Рузский пожал плечами:

– Откуда мне знать? Название как название. Выпейте-ка лучше еще.

Политическая ситуация в городе тоже оставалась прежней. Уральский Совет заседал почти каждый день, решая вопрос о судьбе Романовых.

– Преобладает мнение, что Николая следует казнить.

– Его одного? – спросил я.

– Тут мнения разделились. Председатель Совета Белобородов считает, что нужно расстрелять только царя, а остальных не трогать. Голощекин хочет истребить всю семью. Он говорит, что белые подошли слишком близко и присутствие царской семьи служит для них приманкой.

– А оппозиция есть? – спросил я. – Ведь должен же кто-то возражать, когда речь идет об убийстве детей!

– Они уже не дети, – возразил Рузский. – Разве что мальчик, которому четырнадцать. Да, кое-кто возражает.

– Сколько таких людей в Совете?

– Не знаю, не считал. Многие помалкивают, делая вид, что это проблема второстепенная. Я, разумеется, прилагаю все усилия, но у меня мало что получается. Никто, кроме Белобородова, даже члены Совета, не имеет права входить в Дом особого назначения и видеться с Романовыми. Только часовые. Так что задача не из легких.

– Так все-таки кто выступает против казни? – повторил я свой вопрос.
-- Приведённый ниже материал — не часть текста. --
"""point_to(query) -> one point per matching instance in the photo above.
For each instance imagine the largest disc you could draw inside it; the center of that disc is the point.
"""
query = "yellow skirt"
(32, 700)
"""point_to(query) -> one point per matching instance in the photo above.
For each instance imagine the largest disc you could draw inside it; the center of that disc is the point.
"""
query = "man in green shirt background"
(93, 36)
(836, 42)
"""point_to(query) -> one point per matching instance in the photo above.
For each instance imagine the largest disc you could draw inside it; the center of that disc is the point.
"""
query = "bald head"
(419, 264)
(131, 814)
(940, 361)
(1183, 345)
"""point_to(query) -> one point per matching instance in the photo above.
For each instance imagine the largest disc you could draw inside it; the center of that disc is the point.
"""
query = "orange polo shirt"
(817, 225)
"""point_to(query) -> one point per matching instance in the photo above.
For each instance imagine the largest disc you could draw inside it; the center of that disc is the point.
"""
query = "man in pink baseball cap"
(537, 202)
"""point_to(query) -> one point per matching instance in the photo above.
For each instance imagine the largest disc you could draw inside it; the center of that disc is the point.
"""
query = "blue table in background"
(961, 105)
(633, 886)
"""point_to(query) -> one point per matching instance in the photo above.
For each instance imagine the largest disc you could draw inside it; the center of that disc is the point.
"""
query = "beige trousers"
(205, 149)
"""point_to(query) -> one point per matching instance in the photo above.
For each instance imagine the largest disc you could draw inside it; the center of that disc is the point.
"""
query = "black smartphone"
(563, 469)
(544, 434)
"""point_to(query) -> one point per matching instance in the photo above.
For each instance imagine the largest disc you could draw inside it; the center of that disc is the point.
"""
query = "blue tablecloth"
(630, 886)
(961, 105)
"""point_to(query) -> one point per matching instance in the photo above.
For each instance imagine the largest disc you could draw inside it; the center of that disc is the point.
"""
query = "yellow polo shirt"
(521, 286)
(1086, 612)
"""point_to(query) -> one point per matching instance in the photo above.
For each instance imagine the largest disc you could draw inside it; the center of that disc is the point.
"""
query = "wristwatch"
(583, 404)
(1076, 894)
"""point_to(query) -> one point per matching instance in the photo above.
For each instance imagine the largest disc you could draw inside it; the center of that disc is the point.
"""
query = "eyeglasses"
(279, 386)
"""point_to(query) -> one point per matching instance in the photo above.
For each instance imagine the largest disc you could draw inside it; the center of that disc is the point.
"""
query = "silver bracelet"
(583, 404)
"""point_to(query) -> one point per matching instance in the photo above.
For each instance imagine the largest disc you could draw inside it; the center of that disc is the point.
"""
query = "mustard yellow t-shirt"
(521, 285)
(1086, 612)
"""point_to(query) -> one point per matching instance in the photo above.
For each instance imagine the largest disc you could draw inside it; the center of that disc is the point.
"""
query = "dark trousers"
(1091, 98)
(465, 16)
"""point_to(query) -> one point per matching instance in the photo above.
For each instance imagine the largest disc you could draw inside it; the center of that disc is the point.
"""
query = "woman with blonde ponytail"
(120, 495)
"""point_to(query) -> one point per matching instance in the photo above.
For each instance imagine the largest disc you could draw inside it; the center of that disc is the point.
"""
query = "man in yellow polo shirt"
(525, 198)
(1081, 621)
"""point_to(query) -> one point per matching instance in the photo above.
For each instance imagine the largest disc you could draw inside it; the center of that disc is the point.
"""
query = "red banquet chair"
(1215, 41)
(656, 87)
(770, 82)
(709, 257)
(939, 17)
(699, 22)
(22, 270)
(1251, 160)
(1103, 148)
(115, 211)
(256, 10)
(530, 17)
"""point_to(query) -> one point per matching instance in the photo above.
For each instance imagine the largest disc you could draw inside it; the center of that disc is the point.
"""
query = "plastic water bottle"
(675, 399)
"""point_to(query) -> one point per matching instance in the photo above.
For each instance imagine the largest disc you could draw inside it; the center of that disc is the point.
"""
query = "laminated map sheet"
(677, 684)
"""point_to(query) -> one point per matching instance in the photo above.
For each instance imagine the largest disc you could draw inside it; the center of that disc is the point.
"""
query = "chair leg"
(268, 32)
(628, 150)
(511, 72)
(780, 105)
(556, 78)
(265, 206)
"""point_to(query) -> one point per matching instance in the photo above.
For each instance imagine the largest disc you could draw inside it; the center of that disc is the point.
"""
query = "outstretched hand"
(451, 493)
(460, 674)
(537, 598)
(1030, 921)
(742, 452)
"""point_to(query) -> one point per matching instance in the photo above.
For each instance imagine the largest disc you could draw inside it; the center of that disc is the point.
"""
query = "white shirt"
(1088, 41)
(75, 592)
– Есть там один субъект по фамилии Скрябин, отвечает в комитете за добычу природных ресурсов. Этакое травоядное создание, не признающее кровопролития. Я стараюсь с ним дружить, хотя вслух высказываю противоположное мнение.

– Значит, шанс еще есть?

– Шанс всегда есть, – ответил Рузский".

* * *

Несмотря на одолевавшее его нетерпение и тщательно скрываемый интерес, Пилгрим очень внимательно читал рукопись Дайкстона. Но он взял себе за правило не думать на эту тему в утренние часы. Однако третья часть рукописи, присланная ему в виде ксерокопии сэром Мэлори, заставила директора банка отложить «Файнэншл таймс». Пилгрим углубился в чтение. Читал он по особой скоростной методике и настолько сосредоточился, что даже не заметил, как в кабинет вошел Жак Грейвс. Оторвав наконец глаза от текста, Пилгрим спросил:

– Что-нибудь важное?

– Ничего особенного, – ответил Грейвс. Он хорошо знал своего патрона и понял, что сейчас лучше не встревать. – Может подождать.

Жак положил листок бумаги на письменный стол Пилгрима и удалился.

Управляющий вновь углубился в чтение и взял со стола листок лишь через несколько минут. Там было написано: «Счет Х 253 в банке „Лайнен“ принадлежит...»

Пилгрим выругался, вскочил из-за стола и зашагал по коридору к кабинету Мэлори. Тот сидел в кресле, окутанный облаком табачного дыма.

– Ну как, прочли? – спросил он.

– Не до конца.

Пилгрим показал старому банкиру листок:

– Жак уже показывал вам это?

– Что именно? – Мэлори надел очки.

– Этот чертов счет в банке! Знаете, кому он принадлежит?

– Нет, он мне еще не докладывал.

– Тогда я вам скажу. Он принадлежит ЮНИСЕФ. Понятно?

Мэлори поморщился.

– Знаете, я всегда путаю все эти организации при ООН. Что такое ВОЗ, что такое ЮНЕСКО, что такое ЮНИСЕФ.

– ЮНИСЕФ, Хорейс, – это детская организация при ООН. Детский фонд.

– Ах вот как.

– Да, так. Господи, пятьдесят тысяч фунтов плюс документы на дом, который обошелся нам еще в сто пятнадцать тысяч, пущены на благотворительность! Мы не получим назад ни единого цента! Вы уже знакомы с инструкциями относительно четвертой части рукописи?

На столе у Мэлори лежал конверт. Хорейс похлопал по нему своей морщинистой рукой.

– Да, они здесь.

– Что там сказано?

– Я еще не читал. Сначала решил изучить рукопись. – Мэлори с намеком посмотрел на настенные часы. – Скажите, теперь вам эта история кажется более интересной, чем прежде?

– Еще бы, когда приходится платить по десять фунтов за каждое слово! – раздраженно буркнул Пилгрим, сделал разворот и вышел.